For we also are weak in him - Margin, “with him.” We his apostles, also, are weak in virtue of our connection with him. We are subject to infirmities and trials; we seem to have no power; we are exposed to contempt; and we appear to our enemies to be destitute of strength. Our enemies regard us as feeble; and they despise us.

But we shall live with him … - That is, we shall show to you that we are alive. By the aid of the power of God we shall show that we are not as weak as our foes pretend; that we are invested with power; and that we are able to inflict the punishment which we threaten. This is one of the numerous instances in which Paul illustrated the case before him by a reference to the example and character of Christ. The idea is, that Christ did not exert his power, and appeared to be weak, and was put to death. So Paul says that he had not exerted his power, and seemed to be weak. But, says he, Christ lives, and is clothed with strength; and so we, though we appear to be weak, shall exert among you, or toward you, the power with which he has invested us, in inflicting punishment on our foes.

Matthew Henry
Concise Bible Commentary
Though it is God's gracious method to bear long with sinners, yet he will not bear always; at length he will come, and will not spare those who remain obstinate and impenitent. Christ at his crucifixion, appeared as only a weak and helpless man, but his resurrection and life showed his Divine power.
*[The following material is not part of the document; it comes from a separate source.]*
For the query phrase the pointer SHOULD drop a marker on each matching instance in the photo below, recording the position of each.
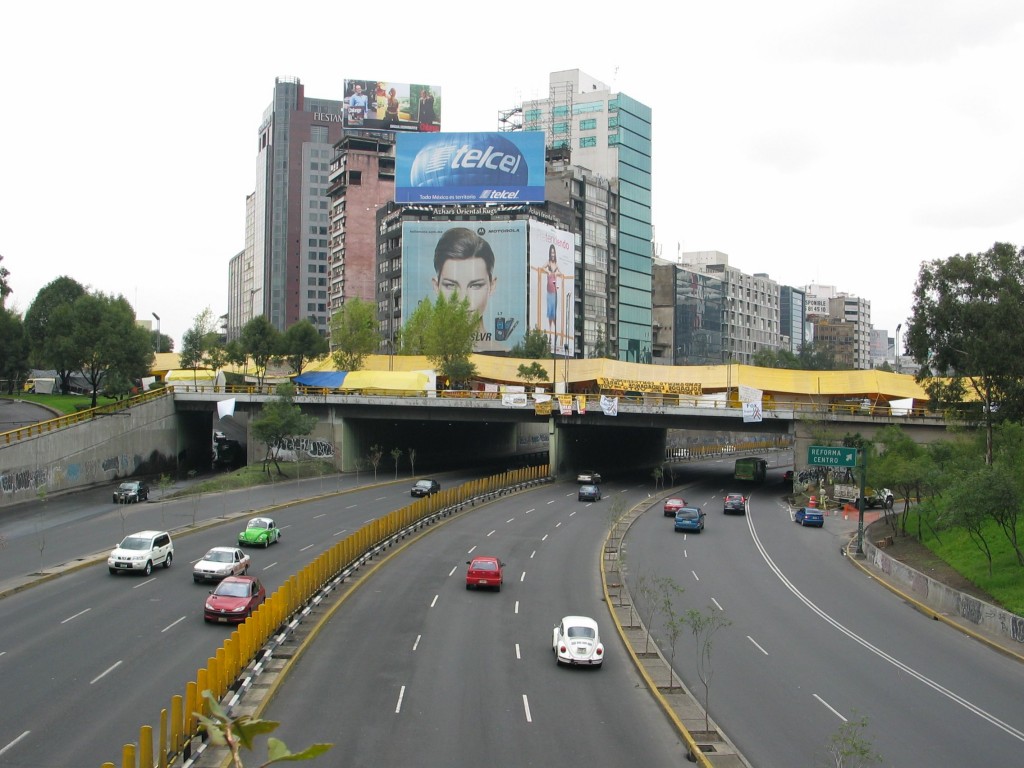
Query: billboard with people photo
(382, 105)
(481, 261)
(551, 273)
So the apostles, how mean and contemptible soever they appeared to the world, yet, as instruments, they manifested the power of God. Let them prove their tempers, conduct, and experience, as gold is assayed or proved by the touchstone. If they could prove themselves not to be reprobates, not to be rejected of Christ, he trusted they would know that he was not a reprobate, not disowned by Christ. They ought to know if Christ Jesus was in them, by the influences, graces, and indwelling of his Spirit, by his kingdom set up in their hearts. Let us question our own souls; either we are true Christians, or we are deceivers. Unless Christ be in us by his Spirit, and power of his love, our faith is dead, and we are yet disapproved by our Judge.